Official Bashic Calculator Discussion

Official discussion thread for Bashic Calculator. Please do not post any spoilers or big hints.

i were able to list the directories and flag ,but could’nt read it .can someone give me a nudge ?

The given source code disclosed all details about the “closed roads to the flag”. There are some open roads. I give the tip to list all open roads, no matter in which direction the road goes.

I tries many hours the open roads without success. Finally I found a solution. Finally it was really easy. If you have the right idea, it is solved quickly.

You have already made a good first step.

1 Like

@xtal Thank you very much for your response . i understand what you are talking .i thought i found an open road just a minute ago .the solution were successful on my local testing environment were no socket connection is involved ,but when it come to the real code or localhost the solution just simply stop working (even tho it output a successful execution) . iam really stuck on it right know

1 Like

Yes! I assume you have the same idea like me. I also run into this problem. I use a service n***, but it does not work on the HTB server. I think this service could be the cause of the error. The IP address changes quite often. Maybe it could help to know more about this service and configuration options.

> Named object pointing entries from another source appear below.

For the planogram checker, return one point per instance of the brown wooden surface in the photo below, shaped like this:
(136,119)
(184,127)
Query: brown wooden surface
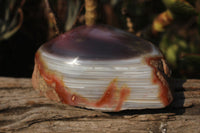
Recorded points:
(22,109)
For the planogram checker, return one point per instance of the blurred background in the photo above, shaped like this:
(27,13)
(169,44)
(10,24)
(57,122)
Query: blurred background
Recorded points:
(172,25)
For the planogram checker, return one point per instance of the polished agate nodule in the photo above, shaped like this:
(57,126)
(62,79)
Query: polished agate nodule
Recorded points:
(102,68)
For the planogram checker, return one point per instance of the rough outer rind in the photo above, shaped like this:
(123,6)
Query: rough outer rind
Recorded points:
(160,75)
(40,85)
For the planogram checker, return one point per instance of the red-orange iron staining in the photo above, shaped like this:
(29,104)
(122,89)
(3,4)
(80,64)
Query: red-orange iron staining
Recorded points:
(109,99)
(164,88)
(50,79)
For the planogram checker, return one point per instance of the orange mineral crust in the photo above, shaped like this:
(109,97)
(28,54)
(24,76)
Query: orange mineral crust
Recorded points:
(158,78)
(113,97)
(103,68)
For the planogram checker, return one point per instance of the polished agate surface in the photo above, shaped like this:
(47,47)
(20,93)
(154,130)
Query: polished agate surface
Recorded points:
(103,68)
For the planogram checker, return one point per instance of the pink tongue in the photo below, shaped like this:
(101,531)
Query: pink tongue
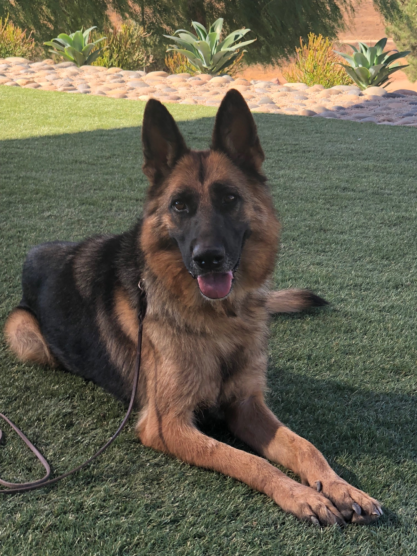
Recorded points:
(215,285)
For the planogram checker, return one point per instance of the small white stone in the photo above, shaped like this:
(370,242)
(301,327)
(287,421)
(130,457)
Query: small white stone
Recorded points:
(375,91)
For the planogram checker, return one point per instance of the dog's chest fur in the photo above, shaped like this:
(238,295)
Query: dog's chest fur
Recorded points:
(206,357)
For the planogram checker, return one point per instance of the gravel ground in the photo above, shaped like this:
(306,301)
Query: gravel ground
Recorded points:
(343,102)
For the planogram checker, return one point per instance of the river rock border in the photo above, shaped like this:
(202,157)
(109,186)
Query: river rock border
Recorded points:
(343,102)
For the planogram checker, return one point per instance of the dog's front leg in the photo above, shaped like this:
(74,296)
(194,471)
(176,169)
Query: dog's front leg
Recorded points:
(180,438)
(253,422)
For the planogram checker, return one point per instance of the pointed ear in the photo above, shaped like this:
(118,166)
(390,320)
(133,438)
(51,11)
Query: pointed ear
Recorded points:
(163,144)
(235,132)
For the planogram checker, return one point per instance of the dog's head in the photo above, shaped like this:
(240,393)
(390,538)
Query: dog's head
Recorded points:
(205,209)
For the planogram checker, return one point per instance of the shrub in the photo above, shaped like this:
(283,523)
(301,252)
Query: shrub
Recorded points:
(75,47)
(127,48)
(177,63)
(205,51)
(369,66)
(403,29)
(316,64)
(14,41)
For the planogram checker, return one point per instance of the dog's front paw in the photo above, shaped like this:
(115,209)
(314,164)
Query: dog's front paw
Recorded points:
(308,505)
(355,505)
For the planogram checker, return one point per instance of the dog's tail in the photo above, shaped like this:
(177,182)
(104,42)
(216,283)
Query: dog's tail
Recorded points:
(293,301)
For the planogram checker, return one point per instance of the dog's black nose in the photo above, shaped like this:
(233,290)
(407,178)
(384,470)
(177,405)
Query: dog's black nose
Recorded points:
(208,258)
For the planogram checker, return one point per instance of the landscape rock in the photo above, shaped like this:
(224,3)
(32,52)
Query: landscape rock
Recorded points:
(347,102)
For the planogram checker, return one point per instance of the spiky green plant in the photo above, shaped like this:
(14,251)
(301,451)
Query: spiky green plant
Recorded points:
(206,52)
(369,66)
(76,48)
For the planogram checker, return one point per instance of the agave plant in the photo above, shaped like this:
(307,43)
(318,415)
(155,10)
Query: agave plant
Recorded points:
(205,51)
(76,48)
(369,66)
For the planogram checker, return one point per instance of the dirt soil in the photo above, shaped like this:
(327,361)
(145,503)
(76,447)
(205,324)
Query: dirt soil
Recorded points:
(367,25)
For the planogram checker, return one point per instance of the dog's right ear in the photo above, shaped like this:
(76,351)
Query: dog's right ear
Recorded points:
(163,144)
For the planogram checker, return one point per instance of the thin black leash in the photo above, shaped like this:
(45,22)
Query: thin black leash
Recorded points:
(12,488)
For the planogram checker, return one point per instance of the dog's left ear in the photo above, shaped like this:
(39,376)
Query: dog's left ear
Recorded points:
(163,144)
(235,132)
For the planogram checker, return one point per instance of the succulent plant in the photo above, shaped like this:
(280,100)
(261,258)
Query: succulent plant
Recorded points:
(205,50)
(76,48)
(369,66)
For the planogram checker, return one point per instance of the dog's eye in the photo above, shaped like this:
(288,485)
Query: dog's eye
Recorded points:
(179,206)
(228,199)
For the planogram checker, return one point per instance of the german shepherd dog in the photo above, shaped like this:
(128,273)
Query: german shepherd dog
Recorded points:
(204,250)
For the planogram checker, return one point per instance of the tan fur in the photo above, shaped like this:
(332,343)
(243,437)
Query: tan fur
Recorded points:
(207,354)
(288,301)
(24,338)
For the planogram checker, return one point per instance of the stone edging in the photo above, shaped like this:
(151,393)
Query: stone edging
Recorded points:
(341,102)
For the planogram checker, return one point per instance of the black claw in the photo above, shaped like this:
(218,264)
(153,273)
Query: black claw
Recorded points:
(315,521)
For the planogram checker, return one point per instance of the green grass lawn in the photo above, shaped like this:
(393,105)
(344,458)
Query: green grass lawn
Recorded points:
(345,378)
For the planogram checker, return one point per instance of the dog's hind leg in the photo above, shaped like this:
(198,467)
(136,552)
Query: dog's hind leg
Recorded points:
(293,301)
(24,337)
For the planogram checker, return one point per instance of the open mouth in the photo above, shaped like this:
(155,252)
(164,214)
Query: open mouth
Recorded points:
(215,285)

Long story short, there is another possibility: So simple that I can’t find a good nudge. I’m sure you can rework your local solution with a view change into the simple solution that works on the HTB server.

1 Like

Thank you very much for the response .let me check the posiibilities

I also am stuck on this. Can you give me a hint on how you managed to list directories bc i can’t get anywhere with this.

I know where the flag is but can’t read it. :sob: I checked the directories and it is driving me nuts I can’t get to it. First time with docker.

Many HTB challenges runs in docker containers; standard for HTB challenges like this one.

I thought the same for hours when I was trying this CTF, don’t trust the information you’re given blindly.

1 Like

There are 3 ways to do it with payloads and both require you to know what all you have to work with. Certain characters have been blacklisted but others aren’t, Identify then and learn what they do. Next, you are given how the program works, research and understand how the program works and then try the CTF. Don’t have a linear line of sight and explore all given options

1 Like

I’ve been trying to solve this easy task for the second day… I can’t get out of double brackets to execute the command. It is not possible to create a payload because the necessary characters are deleted. The remaining special characters don’t help. Can anyone recommend a resource on the Internet where I can find out how to get out of double brackets?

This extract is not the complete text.